Tracy Boone died three times on Nov. 7, 2007, and each time emergency personnel revived her.
“The doctors tell us she’s a miracle,” said Ronald Moore, Boone’s father.
The miracle began around 4:30 p.m. on Nov. 7. Then 34 year-old Boone left her home to go grocery shopping for dinner — chicken to be exact. She told her husband of 11 years that she’d be back in a few moments. A few moments turned into days, then weeks, and now months. She still hasn’t gone back.
After her grocery shopping, she left the store in her Chevy S10 and was struck from behind by another vehicle that propelled her head-on into a truck coming her way.
“She died twice at the scene,” her father said.
After reviving her the second time, a transport helicopter flew her to Memorial University Medical Center in Savannah. Upon arrival at the hospital, Tracy died again. But medical personnel persisted, and she was revived.
She was in a coma for a month. Her extensive injuries include: severe brain damage, loss of her right eye, broken right arm, broken hip, fractured neck, punctured lung and broken ribs. She’s had five surgeries so far — two on her eye, one on her arm and one on each leg, and is still unable to walk.
“We’re going to make her walk,” said Ronald Moore. “She has come a long way in three months. I promised her she was going to walk, and I’m not going to quit until she does.”
The impact from the collision shifted her brain, causing permanent damage and a mood disorder. Her memory fades in and out. Her parents stand patiently by her side, rejoicing in each step she takes while they hold her hands. Her 6-year old son, Jeremy, beams in pride, noticing her achievements, Boone’s mother Debi Moore said.
For awhile, Tracy’s parents took care of her four kids (ranging in ages 3 to 16).
Eventually their father took the three youngest from the grandparents and moved a female friend into the home he shared with his wife, said Debi Moore.
They no longer get to see their mother on a regular basis. Tracy lost more than her life as she knew it, more than an eye or the use of her legs ... she also lost her husband. And now, she has lost her children.
A plea to go home
“I want to go home and be with my mama and daddy and my four kids,” said Boone. “I need to be with my children.”
Boone resides at an Effingham County nursing home. But her parents want to bring their daughter home and help her get her children back.
Back in November, the Moores had been in the process of renovating their home in Faulkville. Debi Moore quit her job after the automobile wreck so she could be there for her daughter and grandkids.

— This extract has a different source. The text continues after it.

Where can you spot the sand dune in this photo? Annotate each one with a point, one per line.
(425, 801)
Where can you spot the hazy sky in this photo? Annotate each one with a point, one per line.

“Nothing is more important than family,” said Tracy’s mother.
Their home still sits in disrepair. In order to bring her home from the nursing home, the Moores need another bedroom and bath, in addition to a kitchen sink. More importantly, they need to make the house wheelchair-accessible.
In the past few months, Debi wrecked her own vehicle, blacking out from the stress of the past year.
Then a few weeks ago, the transmission in her husband’s truck failed. Although Ronald Moore works with a construction company at the sugar refinery, they don’t make enough to be able to get the house ready, help their daughter get her kids back and help with any other medical costs that insurance won’t cover.
Her parent’s struggle with the knowledge that they can’t even find a psychiatrist or the counseling that will help their daughter get the psychological care she needs from suffering such a traumatic experience that led to a mood disorder.
“We don’t have a lot of money,” Tracy’s mother said, choking back tears. “I wish we did, but we don’t.”
The Moores said the whole experience has taught them the power of prayer.
Boone is their only child. They visit her daily, bring her home as often as they can and struggle emotionally each time they have to tell her that they can’t take her home yet.
They are both so incredibly grateful to the nursing home staff at Effingham Hospital, speaking highly of the ones who have helped Tracy.
Steve Turcotte and his wife Robin are holding a Texas hold’em match Oct. 4 at 3 p.m. in the Banquet Room off Goshen Road in Rincon.
There’s a $50 buy-in, and re-buys are accepted during the first hour only. The winner of the tournament will receive 50 percent of the money while the remaining 50 percent will go to the Moores to help with the renovations.
In addition, Turcotte has contacted the “Extreme Makeover” television program that is coming to Savannah and has recommended Boone and her parent’s home.
“They have (received) about 45 nominations today alone,” said Turcotte. “How great would that be if they got picked?”
Extreme Makeover is accepting nominations until Oct. 13 by emailing firstname.lastname@example.org.
Everyone interested in joining in the tournament, can contact the Banquet Room (Robin Turcotte) at (912) 663-0856, or Steve Turcotte at (912) 663-1944. They are also seeking food and drink donations for the event as well.
For those interested in helping the family, but unable to play in the tournament, contributions can be made to the Tracy Boone Fund at Citizen’s Bank in one of the Effingham County branches. The account is under her mother’s name.